A machine learning algorithm can identify clusters of patients with favourable glycaemic outcomes in a pooled European Gla-300 studies (REALI): Novel signposts for clinicians?

2018, 03 October

| 3 min read

Authors: M. Rollot, M. Bonnemaire, C. Brulle-Wohlhueter, L. Pedrazzini, E. Boëlle-Le Corfec, G. Bigot, M. Didac, R. Bonadonna, P. Gourdy, D. Müller-Wieland, O. Hacman, A. Chiorean, N. Freemantle

Date: 3 October 2018

N° 876, 2018-10, EASD 2018, Berlin, Germany


Background and aims

Detecting consistent patterns of interest can be performed using data-driven subgroup discovery algorithms. These may be instrumental in exploiting large healthcare databases and enabling a patient-level and data-driven analysis aiming at identifying patient clusters for clinicians. The REALI project, a pool of a large database collecting data from more than 10,000 people with type 2 and type 1 diabetes mellitus uncontrolled with antidiabetic therapy and initiated on Gla-300 from different European Gla-300 studies, is an appropriate source of data for such an analysis. The objective of the present work was to explore patient-related variables and to identify clusters of patients who: 1. achieved HbA1c drop ≥ 0.5% from baseline to end of study (EoS); 2. experienced hypoglycemia event during the study (HEOS), and 3. achieved the combined outcome of HbA1c < 7% at EoS without HEOS.

Materials and methods

Q-finder, a subgroup discovery algorithm, was first applied to a single study (Take Control) from REALI pooled database. Q-finder is a proprietary non-parametric supervised learning algorithm working with no particular assumption regarding distributions of the outcome or explanatory variables. This algorithm explores the space of explanatory variables to identify areas where the outcome specified for the exploration shows higher or lower concentration than average. The output is a set of patient clusters, defined as combinations of variables and thresholds which characterize subpopulations with significantly higher/lower probability of experiencing an outcome of interest. All results were tested for their significance in models adjusted for confounding factors and taking into account multiple testing (Bonferroni’s correction).

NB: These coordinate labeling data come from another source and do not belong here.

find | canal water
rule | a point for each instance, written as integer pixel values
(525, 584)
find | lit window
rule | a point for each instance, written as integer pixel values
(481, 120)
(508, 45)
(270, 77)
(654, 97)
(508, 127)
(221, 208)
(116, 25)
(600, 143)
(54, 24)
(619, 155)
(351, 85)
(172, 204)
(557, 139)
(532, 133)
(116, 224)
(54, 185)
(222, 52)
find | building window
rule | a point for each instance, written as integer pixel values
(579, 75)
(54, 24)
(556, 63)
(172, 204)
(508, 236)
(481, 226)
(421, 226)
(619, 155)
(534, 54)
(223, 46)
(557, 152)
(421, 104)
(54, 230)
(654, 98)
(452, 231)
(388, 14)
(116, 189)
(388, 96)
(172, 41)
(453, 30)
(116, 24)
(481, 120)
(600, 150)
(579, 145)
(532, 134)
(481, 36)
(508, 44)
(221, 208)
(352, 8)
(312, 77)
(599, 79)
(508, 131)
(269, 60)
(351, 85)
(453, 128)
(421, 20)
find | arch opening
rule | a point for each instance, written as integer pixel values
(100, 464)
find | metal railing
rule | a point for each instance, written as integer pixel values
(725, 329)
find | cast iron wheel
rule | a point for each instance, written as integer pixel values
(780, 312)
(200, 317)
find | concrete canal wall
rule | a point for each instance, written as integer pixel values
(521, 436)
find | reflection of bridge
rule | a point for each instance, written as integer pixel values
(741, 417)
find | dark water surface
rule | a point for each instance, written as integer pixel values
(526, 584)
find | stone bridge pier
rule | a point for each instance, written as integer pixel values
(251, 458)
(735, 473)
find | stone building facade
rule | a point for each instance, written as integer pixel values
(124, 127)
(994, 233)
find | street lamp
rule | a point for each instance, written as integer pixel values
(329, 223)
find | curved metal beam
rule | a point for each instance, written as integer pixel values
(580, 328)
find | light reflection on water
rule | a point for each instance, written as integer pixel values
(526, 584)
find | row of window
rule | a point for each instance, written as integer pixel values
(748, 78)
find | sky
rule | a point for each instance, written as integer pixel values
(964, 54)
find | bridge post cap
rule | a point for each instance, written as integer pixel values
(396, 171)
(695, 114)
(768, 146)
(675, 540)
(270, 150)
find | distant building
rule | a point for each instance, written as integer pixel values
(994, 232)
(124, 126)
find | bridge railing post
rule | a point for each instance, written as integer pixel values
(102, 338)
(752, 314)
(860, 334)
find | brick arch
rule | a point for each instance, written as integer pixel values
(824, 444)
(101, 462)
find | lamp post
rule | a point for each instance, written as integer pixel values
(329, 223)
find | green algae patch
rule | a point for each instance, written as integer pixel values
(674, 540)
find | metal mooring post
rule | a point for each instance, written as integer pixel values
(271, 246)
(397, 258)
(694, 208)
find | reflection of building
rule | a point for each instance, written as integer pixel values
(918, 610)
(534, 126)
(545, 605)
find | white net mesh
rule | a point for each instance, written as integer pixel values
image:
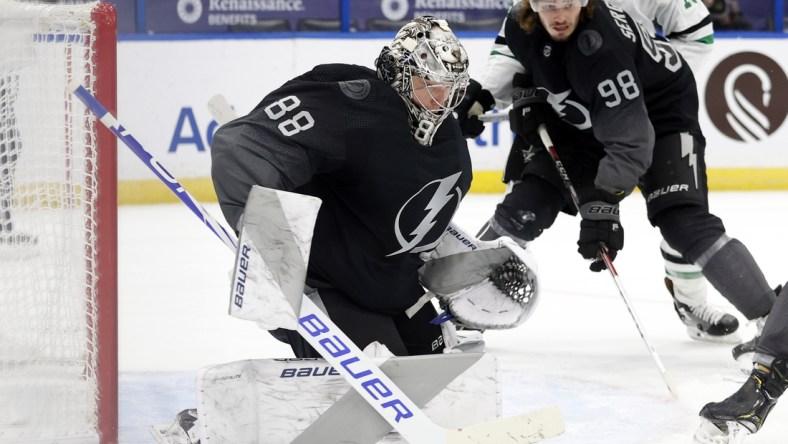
(48, 263)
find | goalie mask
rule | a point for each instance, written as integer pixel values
(428, 67)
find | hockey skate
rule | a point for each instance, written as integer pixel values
(704, 321)
(744, 352)
(744, 412)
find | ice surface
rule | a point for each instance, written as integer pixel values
(580, 350)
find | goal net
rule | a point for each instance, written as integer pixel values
(58, 206)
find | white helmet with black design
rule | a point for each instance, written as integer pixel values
(427, 57)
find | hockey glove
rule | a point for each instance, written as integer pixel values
(483, 284)
(600, 226)
(529, 110)
(476, 102)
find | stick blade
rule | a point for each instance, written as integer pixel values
(531, 427)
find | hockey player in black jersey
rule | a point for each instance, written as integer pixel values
(383, 152)
(621, 107)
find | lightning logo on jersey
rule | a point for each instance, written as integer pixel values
(445, 192)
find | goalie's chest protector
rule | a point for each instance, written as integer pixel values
(386, 198)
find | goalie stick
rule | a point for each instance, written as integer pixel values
(333, 344)
(548, 143)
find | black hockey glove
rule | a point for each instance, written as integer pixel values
(476, 102)
(529, 110)
(600, 226)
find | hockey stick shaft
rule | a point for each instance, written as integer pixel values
(121, 133)
(603, 254)
(494, 117)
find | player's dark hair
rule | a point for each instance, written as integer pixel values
(528, 20)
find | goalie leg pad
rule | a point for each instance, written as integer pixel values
(277, 400)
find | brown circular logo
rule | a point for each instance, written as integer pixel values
(745, 96)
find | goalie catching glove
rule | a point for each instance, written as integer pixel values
(483, 284)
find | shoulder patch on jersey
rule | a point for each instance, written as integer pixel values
(589, 42)
(356, 89)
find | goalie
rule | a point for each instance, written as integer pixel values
(384, 153)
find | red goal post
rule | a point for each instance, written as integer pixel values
(58, 225)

Take Control was a 24-week interventional study of Gla-300 efficacy and safety, including 631 patients. Thousands of queries were performed by the algorithm, and 32 were found statistically significant after Bonferroni’s adjustment in models including confounding factors. Among the clusters that were generated, patients with higher probability of having an HbA1c reduction ≥ 0.5% at EoS were those with no previous insulin exposure (234 patients [pts], RR = 1.6, p < 10 -6), and those with a baseline HbA1c value ≥ 7.9% (421 pts, RR = 1.5, p < 10 -10). Additionally, our findings suggest that patients who received a pre-hypoglycemia average insulin dose ≤ 33.3 U were at greater risk of HEOS (363 pts, RR = 1.7, p < 10 -5); moreover, patients with a duration of disease ≤ 12 years and a baseline alkaline phosphatase value ≤ 64 U/L were more likely to achieve the combined outcome of HbA1c < 7% at EoS without HEOS (127 pts, RR = 2.2, p < 10 -6).


Our analysis is a new promising and powerful tool, which provides simple and efficient criteria for the clinician to identify clusters of patients in whom the intervention of Gla-300 is most efficacious and safe. This approach will be applied on additional REALI datasets.